Conflicting US-Iran signals fuel WTI swings as traders price options volatility around sanctions talks

    by VT Markets
    /
    May 18, 2026

    Axios reported on Monday that Iran’s latest proposal to the US was viewed by the White House as “insufficient for a deal”, citing a senior US official.

    Tasnim, an Iranian news agency, reported that the US had agreed to lift Iran’s oil sanctions, citing a source close to the negotiation team. The report said the move would be a temporary lifting of sanctions, while Tehran is seeking the removal of all sanctions as part of US commitments.

    Market Reaction To Conflicting Signals

    Following the headlines, WTI oil prices moved into positive territory, rising 1.79% to $102.76 per barrel.

    These conflicting headlines from the US-Iran talks are injecting significant volatility into the market. With WTI crude currently trading around $88 per barrel as of mid-May 2026, the prospect of a deal, even a temporary one, could dramatically alter supply expectations. This uncertainty is precisely where opportunities for derivative traders lie.

    The White House calling Iran’s proposal “insufficient” points to a high probability of the talks collapsing again, similar to what we saw throughout 2025. A failure would keep Iranian barrels off the market, likely pushing crude prices back towards the $100 mark. Traders should consider buying near-term call options to capitalize on this potential upward spike.

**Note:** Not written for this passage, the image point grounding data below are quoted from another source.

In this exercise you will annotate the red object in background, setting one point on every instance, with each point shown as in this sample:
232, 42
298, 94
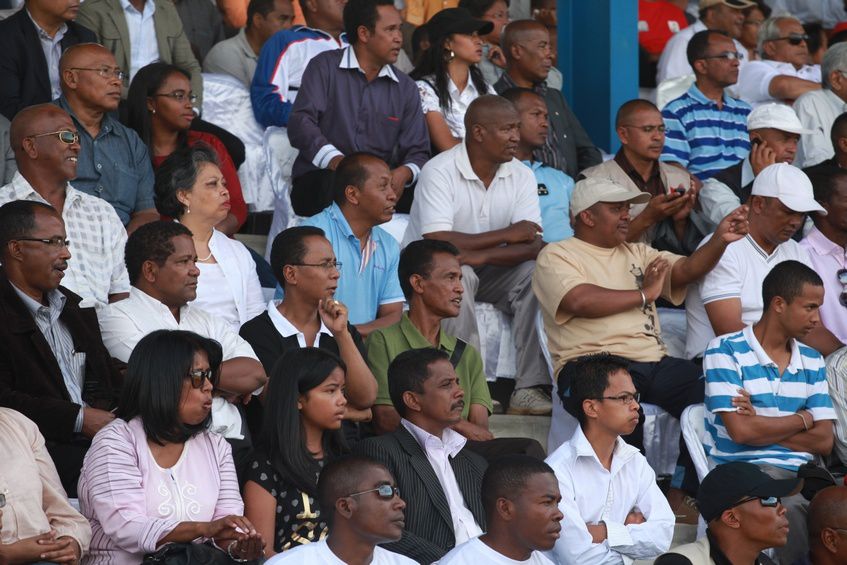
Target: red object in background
657, 22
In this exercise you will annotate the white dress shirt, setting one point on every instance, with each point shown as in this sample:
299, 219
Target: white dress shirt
450, 196
754, 80
591, 494
96, 268
817, 111
143, 46
438, 453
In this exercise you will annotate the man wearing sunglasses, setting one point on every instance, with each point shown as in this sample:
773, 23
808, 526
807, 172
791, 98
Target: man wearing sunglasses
767, 399
783, 74
362, 506
46, 146
614, 510
742, 507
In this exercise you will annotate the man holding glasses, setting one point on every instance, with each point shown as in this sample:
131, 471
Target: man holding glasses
46, 145
363, 508
767, 398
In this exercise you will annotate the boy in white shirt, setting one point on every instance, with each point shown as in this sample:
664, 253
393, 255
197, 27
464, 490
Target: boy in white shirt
520, 495
614, 510
362, 505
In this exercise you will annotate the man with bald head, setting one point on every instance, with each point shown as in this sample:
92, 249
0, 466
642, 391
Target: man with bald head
665, 221
46, 144
113, 161
827, 523
484, 201
526, 45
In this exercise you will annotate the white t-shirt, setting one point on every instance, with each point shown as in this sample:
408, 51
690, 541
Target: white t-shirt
739, 274
319, 552
475, 552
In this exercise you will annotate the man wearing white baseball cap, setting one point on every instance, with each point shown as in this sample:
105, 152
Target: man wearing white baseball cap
730, 296
775, 131
597, 293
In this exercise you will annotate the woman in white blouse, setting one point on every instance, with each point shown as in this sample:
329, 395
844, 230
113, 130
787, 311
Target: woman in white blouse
191, 188
448, 76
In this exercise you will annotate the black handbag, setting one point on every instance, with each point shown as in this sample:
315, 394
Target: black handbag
190, 554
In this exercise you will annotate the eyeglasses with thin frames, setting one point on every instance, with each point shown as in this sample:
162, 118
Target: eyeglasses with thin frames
386, 492
105, 72
626, 398
200, 376
57, 242
179, 96
66, 136
326, 265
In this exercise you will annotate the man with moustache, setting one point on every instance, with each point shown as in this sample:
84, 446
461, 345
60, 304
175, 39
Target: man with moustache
484, 201
429, 460
114, 163
54, 368
521, 498
354, 99
362, 506
767, 399
46, 144
615, 511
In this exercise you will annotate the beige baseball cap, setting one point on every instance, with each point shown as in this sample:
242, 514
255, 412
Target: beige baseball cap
590, 191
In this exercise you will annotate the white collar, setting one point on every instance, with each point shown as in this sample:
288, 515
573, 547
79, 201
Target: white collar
349, 61
450, 441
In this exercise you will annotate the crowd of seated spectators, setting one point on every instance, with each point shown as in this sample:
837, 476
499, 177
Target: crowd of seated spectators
160, 404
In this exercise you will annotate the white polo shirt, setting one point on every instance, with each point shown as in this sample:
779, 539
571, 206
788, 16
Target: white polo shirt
754, 79
739, 274
451, 197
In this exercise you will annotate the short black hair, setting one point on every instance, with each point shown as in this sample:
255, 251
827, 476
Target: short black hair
261, 7
786, 280
590, 380
342, 477
506, 477
151, 242
351, 170
361, 13
17, 220
416, 259
408, 372
698, 46
178, 174
157, 369
289, 247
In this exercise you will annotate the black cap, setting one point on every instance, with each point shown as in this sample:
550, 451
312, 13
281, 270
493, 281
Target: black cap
726, 484
456, 20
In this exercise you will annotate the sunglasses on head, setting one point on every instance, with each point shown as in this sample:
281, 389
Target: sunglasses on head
386, 492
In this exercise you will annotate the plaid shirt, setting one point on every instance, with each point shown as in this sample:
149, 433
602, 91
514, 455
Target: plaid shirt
96, 268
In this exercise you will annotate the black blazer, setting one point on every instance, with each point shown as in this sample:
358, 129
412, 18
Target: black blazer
23, 68
31, 381
429, 527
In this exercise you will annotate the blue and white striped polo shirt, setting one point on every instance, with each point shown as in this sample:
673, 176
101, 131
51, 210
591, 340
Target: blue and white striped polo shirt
737, 360
703, 138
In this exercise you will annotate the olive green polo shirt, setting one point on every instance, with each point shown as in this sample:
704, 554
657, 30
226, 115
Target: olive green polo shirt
386, 344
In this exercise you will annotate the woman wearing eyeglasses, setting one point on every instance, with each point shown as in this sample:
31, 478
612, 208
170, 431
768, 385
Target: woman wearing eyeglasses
160, 108
156, 475
191, 187
304, 407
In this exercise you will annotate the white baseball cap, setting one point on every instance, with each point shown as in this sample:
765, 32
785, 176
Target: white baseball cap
590, 191
790, 185
776, 116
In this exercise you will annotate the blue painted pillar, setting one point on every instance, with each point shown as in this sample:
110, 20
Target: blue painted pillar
598, 57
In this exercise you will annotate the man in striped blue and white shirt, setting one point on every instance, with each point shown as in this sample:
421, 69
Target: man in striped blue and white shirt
767, 398
706, 129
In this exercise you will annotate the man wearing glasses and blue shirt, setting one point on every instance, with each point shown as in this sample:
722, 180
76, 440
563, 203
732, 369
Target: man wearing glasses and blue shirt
742, 506
767, 398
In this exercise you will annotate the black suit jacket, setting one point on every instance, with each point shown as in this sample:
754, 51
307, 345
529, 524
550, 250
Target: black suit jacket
23, 68
429, 527
30, 378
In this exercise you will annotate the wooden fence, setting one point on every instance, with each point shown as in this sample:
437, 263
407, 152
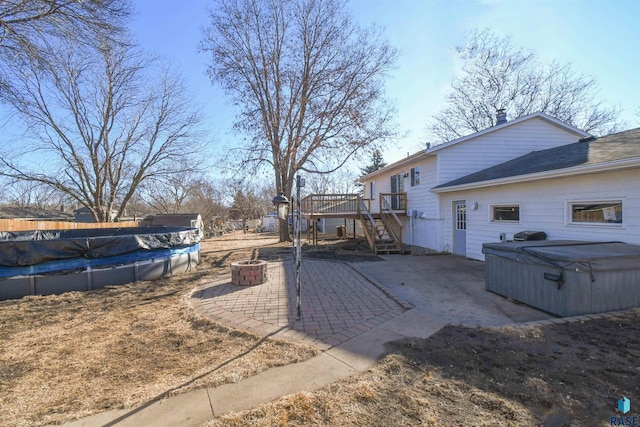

    Conversely, even a temporary waiver on sanctions could release an estimated 1.3 million barrels per day of Iranian oil onto the global market within months. This sudden influx of supply would put significant downward pressure on prices, potentially sending WTI back towards the low $80s. This scenario makes purchasing put options an attractive hedge or speculative position.

    Trading The Volatility In Oil Derivatives

    Given the binary nature of these negotiations, the most prudent strategy may be to trade the volatility itself. We remember the sharp price swings during the geopolitical events of 2024, and this situation feels similar. Establishing a long straddle or strangle allows a trader to profit from a large price movement in either direction, which seems almost guaranteed in the coming weeks.